My NAS and Data Backup

I had experienced some painful accidents where hard drives failed and caused data loss, but luckily I didn’t lose any crucial files. I couldn’t afford to make the same mistake again, so I decided to add a backup mechanism to my existing storage system, and it has been effective. Recently, I made some adjustments to my data backup plan, and I’ll briefly record it here.

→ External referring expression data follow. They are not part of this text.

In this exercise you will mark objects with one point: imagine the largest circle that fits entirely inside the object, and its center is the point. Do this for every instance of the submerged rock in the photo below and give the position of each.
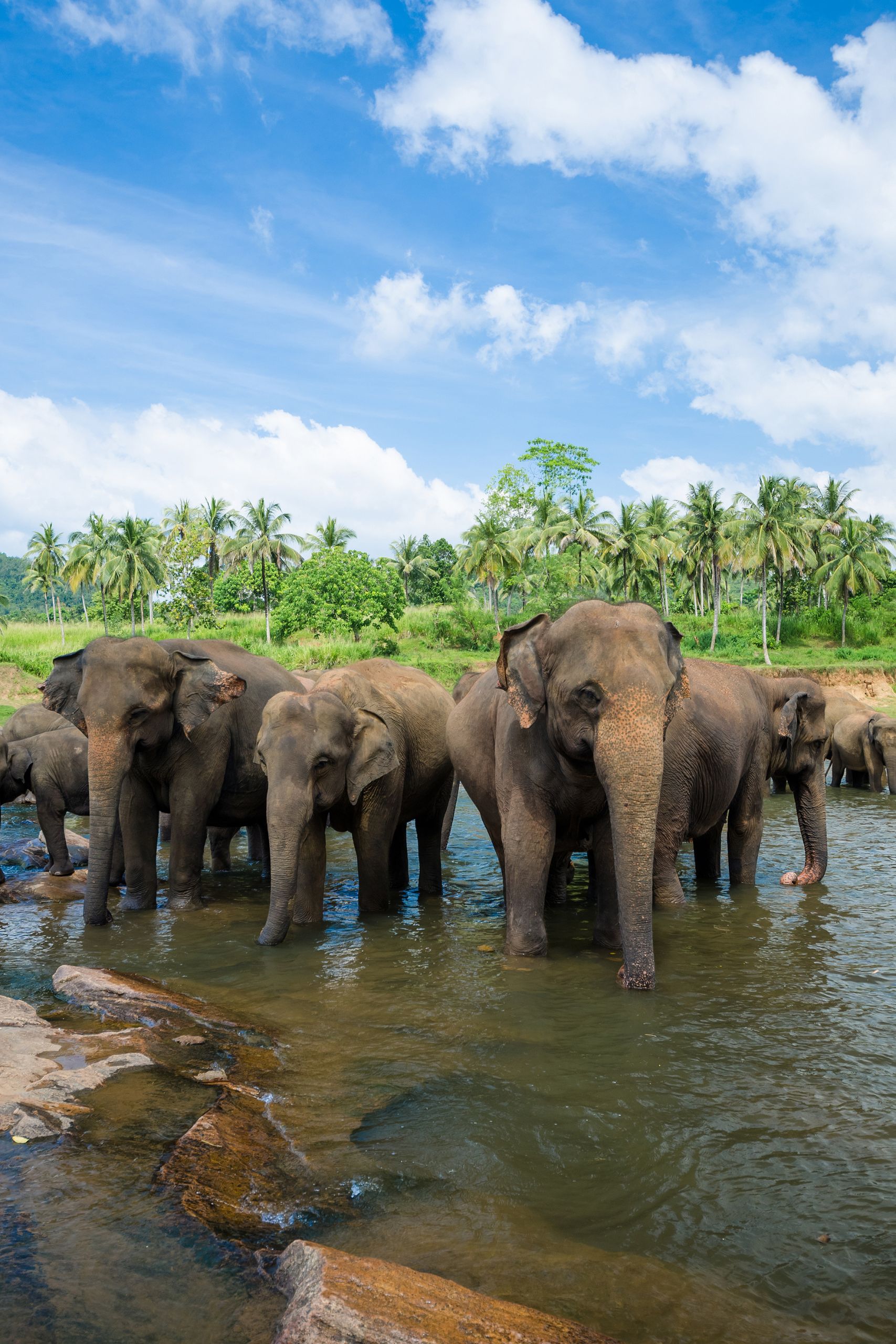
(335, 1297)
(37, 1092)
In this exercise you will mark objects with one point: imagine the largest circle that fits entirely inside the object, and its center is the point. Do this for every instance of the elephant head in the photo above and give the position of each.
(801, 756)
(315, 750)
(879, 748)
(608, 679)
(128, 695)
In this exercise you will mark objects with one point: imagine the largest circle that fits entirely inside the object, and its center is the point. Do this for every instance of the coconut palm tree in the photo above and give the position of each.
(47, 555)
(328, 537)
(489, 553)
(583, 526)
(261, 539)
(133, 563)
(661, 524)
(853, 563)
(88, 554)
(409, 560)
(217, 521)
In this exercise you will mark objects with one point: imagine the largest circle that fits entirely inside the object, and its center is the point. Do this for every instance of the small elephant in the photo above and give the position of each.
(366, 749)
(866, 742)
(54, 768)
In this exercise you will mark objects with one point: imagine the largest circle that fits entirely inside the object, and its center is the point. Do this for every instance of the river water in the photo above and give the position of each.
(659, 1166)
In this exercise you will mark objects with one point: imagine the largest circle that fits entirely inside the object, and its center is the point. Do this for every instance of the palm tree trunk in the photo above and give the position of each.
(765, 615)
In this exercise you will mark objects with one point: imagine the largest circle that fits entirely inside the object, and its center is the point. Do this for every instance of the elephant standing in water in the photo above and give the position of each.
(366, 749)
(571, 725)
(866, 742)
(171, 728)
(735, 731)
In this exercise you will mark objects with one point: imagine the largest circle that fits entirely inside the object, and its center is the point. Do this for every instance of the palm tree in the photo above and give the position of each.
(88, 554)
(853, 563)
(47, 555)
(630, 546)
(583, 526)
(491, 550)
(409, 561)
(660, 522)
(133, 563)
(260, 538)
(217, 519)
(707, 522)
(328, 537)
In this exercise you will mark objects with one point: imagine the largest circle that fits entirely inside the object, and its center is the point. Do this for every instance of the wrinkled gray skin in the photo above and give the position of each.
(54, 766)
(462, 687)
(550, 741)
(366, 748)
(733, 733)
(866, 742)
(171, 728)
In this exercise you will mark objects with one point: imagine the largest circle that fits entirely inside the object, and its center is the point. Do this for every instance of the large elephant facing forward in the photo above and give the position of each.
(574, 723)
(171, 728)
(866, 742)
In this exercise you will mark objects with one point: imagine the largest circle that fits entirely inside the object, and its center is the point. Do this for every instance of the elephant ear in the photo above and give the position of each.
(681, 686)
(201, 689)
(519, 667)
(373, 753)
(792, 713)
(62, 686)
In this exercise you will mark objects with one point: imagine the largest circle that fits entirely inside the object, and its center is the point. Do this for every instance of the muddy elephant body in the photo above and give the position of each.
(866, 742)
(171, 728)
(546, 745)
(734, 733)
(366, 749)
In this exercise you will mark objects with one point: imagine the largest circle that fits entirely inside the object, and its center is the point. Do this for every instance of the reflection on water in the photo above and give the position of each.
(660, 1164)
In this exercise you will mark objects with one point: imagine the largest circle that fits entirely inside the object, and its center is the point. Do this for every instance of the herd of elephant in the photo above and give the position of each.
(592, 733)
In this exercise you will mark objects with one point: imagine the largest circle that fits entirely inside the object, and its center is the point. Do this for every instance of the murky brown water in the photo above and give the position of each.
(660, 1166)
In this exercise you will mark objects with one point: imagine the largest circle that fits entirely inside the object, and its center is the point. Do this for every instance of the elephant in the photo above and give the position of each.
(54, 768)
(171, 728)
(571, 725)
(366, 749)
(734, 733)
(866, 742)
(462, 687)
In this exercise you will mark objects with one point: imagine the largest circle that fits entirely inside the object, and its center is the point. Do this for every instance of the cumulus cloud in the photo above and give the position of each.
(400, 315)
(114, 464)
(805, 178)
(195, 33)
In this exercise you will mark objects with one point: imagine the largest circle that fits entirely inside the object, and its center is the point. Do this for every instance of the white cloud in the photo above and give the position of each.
(805, 176)
(195, 33)
(400, 315)
(89, 460)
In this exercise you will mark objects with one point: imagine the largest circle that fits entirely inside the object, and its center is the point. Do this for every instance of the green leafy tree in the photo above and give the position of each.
(339, 591)
(261, 539)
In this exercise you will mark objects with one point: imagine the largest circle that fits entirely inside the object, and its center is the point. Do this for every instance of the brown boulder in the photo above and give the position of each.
(336, 1299)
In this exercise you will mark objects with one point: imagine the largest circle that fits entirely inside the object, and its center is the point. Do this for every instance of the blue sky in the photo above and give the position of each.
(354, 256)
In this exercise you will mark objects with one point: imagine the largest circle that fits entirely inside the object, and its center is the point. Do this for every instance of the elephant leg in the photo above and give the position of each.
(449, 814)
(311, 874)
(398, 859)
(51, 815)
(139, 824)
(707, 854)
(529, 832)
(745, 834)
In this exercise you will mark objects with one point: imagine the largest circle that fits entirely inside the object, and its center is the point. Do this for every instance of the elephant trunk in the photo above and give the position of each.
(629, 765)
(108, 762)
(809, 796)
(287, 830)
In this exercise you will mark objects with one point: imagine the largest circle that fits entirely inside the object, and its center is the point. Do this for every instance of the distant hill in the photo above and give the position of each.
(22, 603)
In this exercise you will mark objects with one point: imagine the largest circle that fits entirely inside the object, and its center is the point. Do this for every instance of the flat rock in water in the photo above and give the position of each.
(38, 1095)
(335, 1299)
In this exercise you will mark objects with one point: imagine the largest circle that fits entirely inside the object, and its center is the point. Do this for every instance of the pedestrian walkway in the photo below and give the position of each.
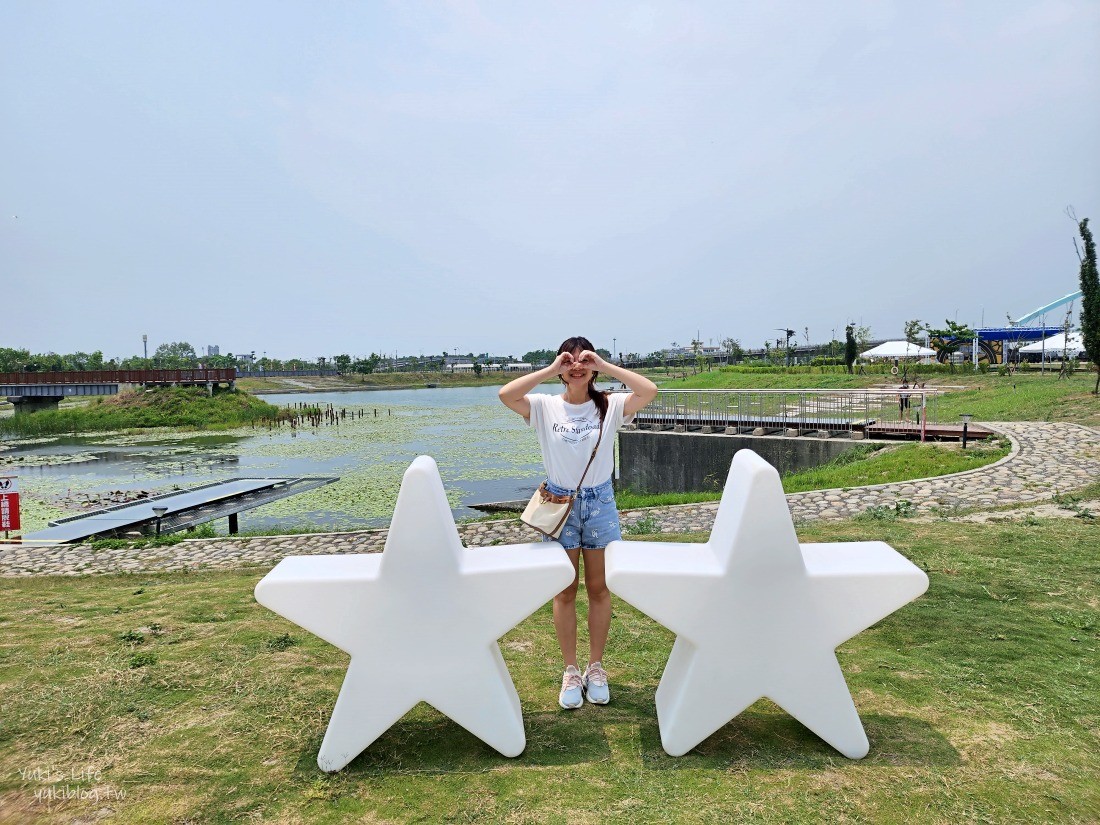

To enable fast photo preview and image processing, I saved the complete photo catalog of CaptureOne on my Apple Silicon MacBook. In order to save storage space, I use my own script to convert all ARW files to Adobe DNG files before importing. Even just compressing them once with zip can save a significant amount of space. Storing data on a Mac is obviously risky, as we all know that since MacBook with T2 chip encounters a problem, the data is gone forever. It’s unrealistic to hope that this kind of hardware, which will eventually fail, won’t fail as late as possible. Therefore, I periodically copy my catalog to my NAS using rsync.

As for NAS, it is actually a common Debian Server that has three 6TB HGST Ultrastar HC310 drives directly connected. All drives are formatted as ext4 and then merged into an 18TB union filesystem using GitHub: mergerfs. Multiple directories are created within the merged filesystem to categorize and store files.

1
2
3
4
5
6
7
8
% mount
/dev/sdc1 on /media/HGST2 type ext4 (rw,relatime,data=ordered)
/dev/sdd1 on /media/HGST1 type ext4 (rw,relatime,data=ordered)
/dev/sde1 on /media/HGST0 type ext4 (rw,relatime,data=ordered)
0:1:2 on /srv/NAS type fuse.mergerfs (rw,relatime,user_id=0,group_id=0,default_permissions,allow_other)

% ls /srv/NAS
ISCSI  REDACTED  NTZYZ  PUBLIC  TIME_MACHINE

Obviously, this storage scheme where the total capacity equals the sum of disk capacities does not provide any redundancy. Essentially, it is the same as RAID0. However, mergerfs still has a slight advantage over RAID0. When using mergerfs, all underlying file systems and disks are independent ext4 systems, so it is easy to expand the storage capacity. Additionally, if any disk fails and goes offline, it will not result in the loss of all data. As long as there is a proper backup, it only requires the recovery of data from the damaged disk. The cost is not too high, only a slight loss in performance. For personal file storage purposes, there is not much demand for performance, especially considering it is only 1GbE at home.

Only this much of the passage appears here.